The show is a mockumentary that follows the career of a fictionalised Warwick Davis, best known as Professor Flitwick in the Harry Potter series and as himself in Extras, where Ricky Gervais kneed him in the face. In this series we are given an insight into his disintegrating marriage, observe the offers for work drying up and watch him belittled time and time again. As the title would suggest, his height is at the heart of the show. One thing Life’s Too Short captures extremely well is Warwick’s idiosyncratic relationship with dwarfism. He is preoccupied with, but not ashamed of his size. It does not seem inconsistent that he, on the one hand, takes his accountant’s insensitive observations with good humour, yet resents a maitre d’s implication that he could not be dating an attractive woman. I believe that the authors intended for us to perceive an obsessive streak in Warwick. It is constantly demonstrated that when he experiences anxiety or rejection, he self-destructs. It is as if he subconsciously believes that he deserves embarrassment, and determines that his size will be a target for humiliation
With this in mind, Life’s Too Short looks set to reveal itself as tale of redemption, similar to the duo’s previous sitcoms. Extras and The Office saw the thoughtless, but ultimately sympathetic protagonist realise the error of their ways through a dramatic insight into how others perceive them, then resolve to change. Life’s Too Short’s presentation of celebrity supports this in a vein similar to Extras, demonstrating that it is more important to be nice than to be successful. Indeed Helena Bonham-Carter’s hysterical cameo beautifully realises Warwick’s fear of rejection and helps justify his anxiety. In this scene Warwick stands in for a child acting in her latest film. Though he reads his lines perfectly, she communicates to the director (crucially, not to Warwick himself) that he is putting her off; the set ultimately decide that the best solution would be to have him speak from a bin that obscures most of his body. He is then accused (again, indirectly) of the bin’s foul smell and dismissed from the set. As a standalone scene, it is superbly executed; Warwick is at once frustrated and humiliated, we laugh at the extremity of the set’s reaction and then ruminate on their bewildering lack of tact.

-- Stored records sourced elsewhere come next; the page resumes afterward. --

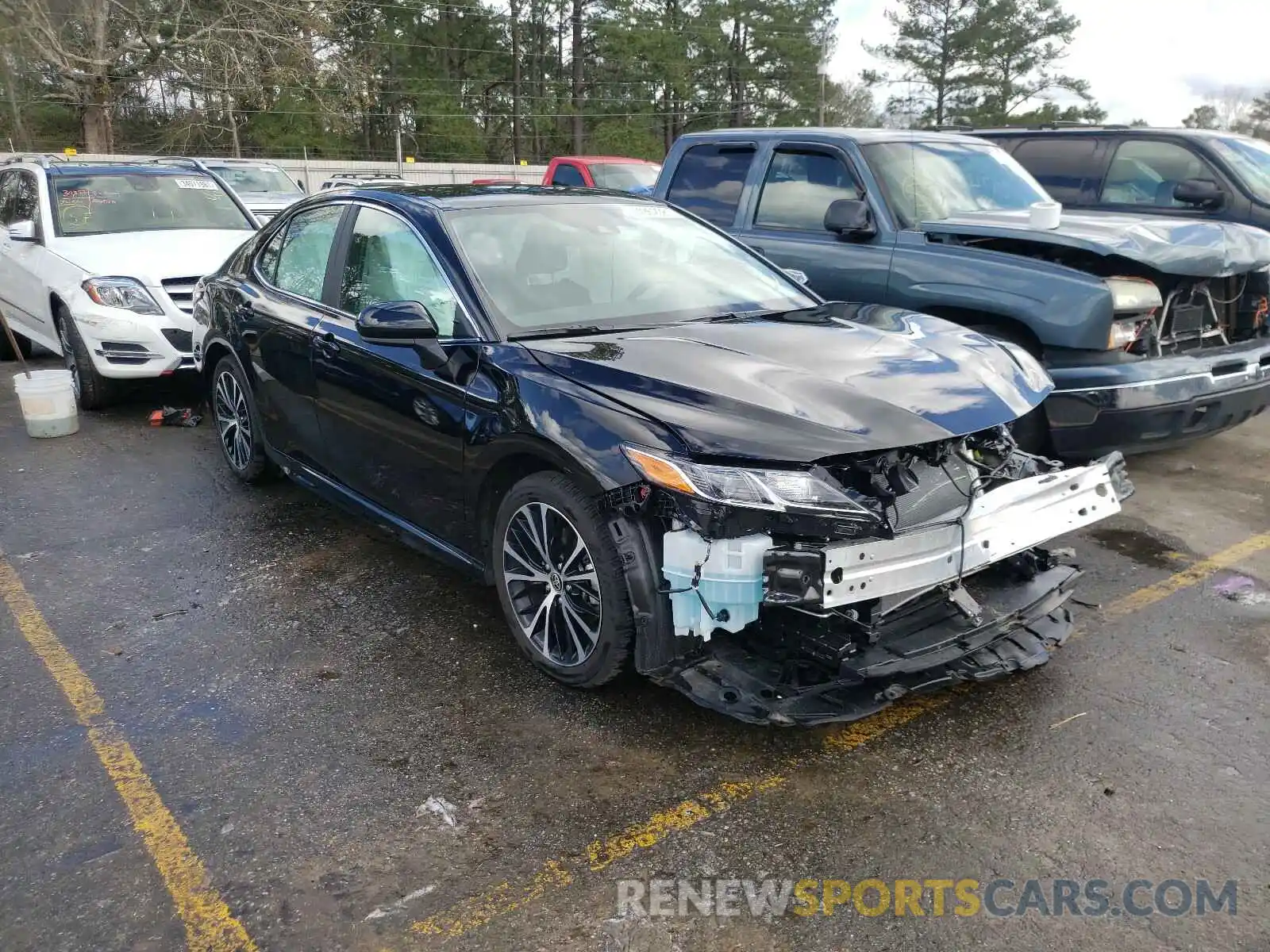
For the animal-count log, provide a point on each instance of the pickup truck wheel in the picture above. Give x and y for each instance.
(1032, 429)
(560, 582)
(92, 390)
(6, 351)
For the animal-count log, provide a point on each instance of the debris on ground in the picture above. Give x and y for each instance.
(381, 912)
(441, 808)
(175, 416)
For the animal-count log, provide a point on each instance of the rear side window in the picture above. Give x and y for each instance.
(1064, 167)
(302, 268)
(709, 182)
(799, 187)
(1146, 171)
(567, 175)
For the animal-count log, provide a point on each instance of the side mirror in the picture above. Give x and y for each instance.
(850, 219)
(404, 324)
(23, 232)
(1204, 194)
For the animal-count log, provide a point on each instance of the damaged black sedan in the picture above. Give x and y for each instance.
(657, 447)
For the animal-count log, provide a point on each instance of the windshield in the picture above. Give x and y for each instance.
(622, 264)
(624, 175)
(1250, 158)
(256, 178)
(935, 181)
(103, 205)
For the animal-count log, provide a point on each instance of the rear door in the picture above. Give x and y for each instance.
(393, 431)
(785, 222)
(279, 324)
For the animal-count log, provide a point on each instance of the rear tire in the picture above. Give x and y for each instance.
(238, 423)
(92, 390)
(560, 582)
(1032, 429)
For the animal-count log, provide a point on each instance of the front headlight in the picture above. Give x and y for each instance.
(778, 490)
(1133, 295)
(127, 294)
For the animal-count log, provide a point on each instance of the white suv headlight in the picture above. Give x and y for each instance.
(127, 294)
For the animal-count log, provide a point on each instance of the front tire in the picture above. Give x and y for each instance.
(560, 582)
(92, 390)
(238, 423)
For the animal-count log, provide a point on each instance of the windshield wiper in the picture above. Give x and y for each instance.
(567, 330)
(806, 314)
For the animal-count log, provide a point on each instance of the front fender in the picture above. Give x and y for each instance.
(1064, 308)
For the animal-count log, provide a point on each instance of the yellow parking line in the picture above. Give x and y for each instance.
(1191, 575)
(210, 927)
(560, 873)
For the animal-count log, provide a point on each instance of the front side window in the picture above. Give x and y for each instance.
(1250, 159)
(799, 188)
(302, 266)
(935, 181)
(8, 197)
(709, 182)
(625, 177)
(118, 202)
(387, 262)
(1146, 171)
(622, 264)
(568, 175)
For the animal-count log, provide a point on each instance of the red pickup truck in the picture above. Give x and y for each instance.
(602, 171)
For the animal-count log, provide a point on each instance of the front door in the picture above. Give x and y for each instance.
(787, 224)
(393, 431)
(279, 319)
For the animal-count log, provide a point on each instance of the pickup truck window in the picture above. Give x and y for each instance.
(799, 187)
(1064, 167)
(1250, 158)
(709, 182)
(1146, 171)
(567, 175)
(937, 179)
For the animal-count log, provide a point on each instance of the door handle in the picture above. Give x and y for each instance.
(327, 344)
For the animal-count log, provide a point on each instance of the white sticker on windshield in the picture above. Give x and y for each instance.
(652, 211)
(201, 184)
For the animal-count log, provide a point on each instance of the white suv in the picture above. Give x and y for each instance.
(98, 262)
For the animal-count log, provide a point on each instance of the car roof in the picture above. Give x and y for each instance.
(122, 169)
(618, 159)
(1181, 132)
(863, 136)
(457, 197)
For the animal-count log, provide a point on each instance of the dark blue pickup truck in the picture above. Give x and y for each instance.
(1153, 329)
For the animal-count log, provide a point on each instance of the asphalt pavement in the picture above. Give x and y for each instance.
(233, 717)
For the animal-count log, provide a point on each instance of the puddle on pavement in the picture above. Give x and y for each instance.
(1141, 547)
(1241, 589)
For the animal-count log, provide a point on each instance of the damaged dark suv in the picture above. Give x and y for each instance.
(658, 447)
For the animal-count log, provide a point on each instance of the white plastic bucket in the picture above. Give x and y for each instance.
(48, 403)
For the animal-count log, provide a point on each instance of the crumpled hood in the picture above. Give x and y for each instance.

But problematically the series suggests that it is not just the entertainment industry that should be approached with caution. Here, the world is a very hostile place. And if Warwick is a product of his society, we cannot be certain if redemption is possible. Crucially there are no supporting characters that could plausibly act as a positive influence. Several people appear in multiple episodes, but usually just to make a callous observation about Warwick’s height or watch ambivalently as he humiliates himself. Whilst this undoubtedly lends realism to the series’ faux-documentary style, it isn’t very satisfying. Only two genuinely decent people emerge in the series. Kiruna Stamell’s Amy and Jon Key’s Anthony are demonstrated to be kind and dignified, but cannot act as foils to Warwick because they are given so little screen time. The season’s final scene suggests that Amy will become a more permanent and influential character, and I really hope she does. Without her, Warwick has no-one. His only ‘friends’ are Rosamund Hanson’s gormless assistant and Steve Brody’s incompetent accountant, who care for him little more than the lawyer who sleeps with his ex-wife and sues him on her behalf. Though Brody gives a delightfully irresponsible performance, it is frustrating to watch his character, a man who has known Warwick for years, find so much hilarity at his expense. Without the quietly optimistic glow of a Tim Canterbury or Maggie Jacobs, I fear that Life’s Too Short may prove too depressing to stomach.
Yet I am encouraged by how much I feel for Warwick’s character, and live in hope that he will be given the respite he deserves. At the centre of this show is an exceptionally charismatic performer, who makes us root for him in spite of his flaws. Given the chance, the series could blossom into something exceptional. But without Gervais and Merchant’s foresight, it is too easy to accept it as merely a collection of wince-inducing vignettes. Let’s hope that season two will prove this wrong.